Couple sourd / entendant, un challenge ?

Bonjour à tous, comme la fin de l’année, un petit rappel des articles qui ont marqué le blog cette année.

Sourd, je suis marié avec une entendante. Ce n’est pas étonnant pour moi car mon entourage est entendant. Mais là, la question ne s’est pas posée. L’amour est entré en jeu et elle gomme les différences. Les différences sont toujours là comme pour tous les couples. Mais nous avons pu voir la personne « merveilleuse » qu’est l’autre. J’aime ma femme pour ce qu’elle est.

La question se pose : Et la communication ? Bien qu’elle ait travaillé avec des enfants sourds, le challenge était, pour elle, de me voir en tant que mari sourd en dehors du champ professionnel. Nous sommes restés vigilants dans nos relations sociales à ce  que je ne sois pas réduit à ma surdité. J’ai d’autres cordes à mon arc et c’est cela qu’elle a vu.

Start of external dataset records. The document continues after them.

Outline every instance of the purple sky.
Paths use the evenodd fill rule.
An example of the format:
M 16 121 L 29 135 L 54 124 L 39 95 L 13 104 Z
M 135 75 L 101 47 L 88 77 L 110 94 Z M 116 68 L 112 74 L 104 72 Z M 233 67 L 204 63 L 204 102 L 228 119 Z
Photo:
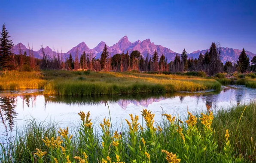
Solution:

Nous avons régulièrement des malentendus et nous prenons souvent le temps d’en rediscuter. Certes, cela nous demande de l’énergie, des efforts. Néanmoins, cela en vaut la peine. C’est la même chose pour tous les couples. La communication est primordiale et ne passe pas seulement par la parole. Le langage du corps, du regard, des gestes.

Je suis oraliste et pourtant, nous utilisons parfois la LSF dans des contextes bruyants ou quand mon appareil tombe en panne.

Ce n’est pas tous les jours facile car, au début, le regard des autres sur ma surdité avait pas mal gêné ma femme. Le dialogue était nécessaire pour désamorcer le malaise. Ou bien, je fais du bruit sans me rendre compte et ça a parfois le don de l’agacer surtout la nuit (je me déplace sans mes appareils et les bruits sont amplifiés par le silence).

Est-ce un challenge d’être ensemble parce que je suis sourd et elle entendante ? La question n’est pas là.

Nous avons choisi de vivre ensemble avec tout ce qu’on est, avec nos fragilités, nos handicaps et avec nos forces. Nous sommes complémentaires. Je suppose que la complémentarité peut être une force.

L’union entre deux personnes est toujours un challenge quel que soit leurs identité.

Même sourd, j’ai une voix

Etant sourd, on pourrait croire que j’ai une voix bizarre, comme un accent belge ou alsacien.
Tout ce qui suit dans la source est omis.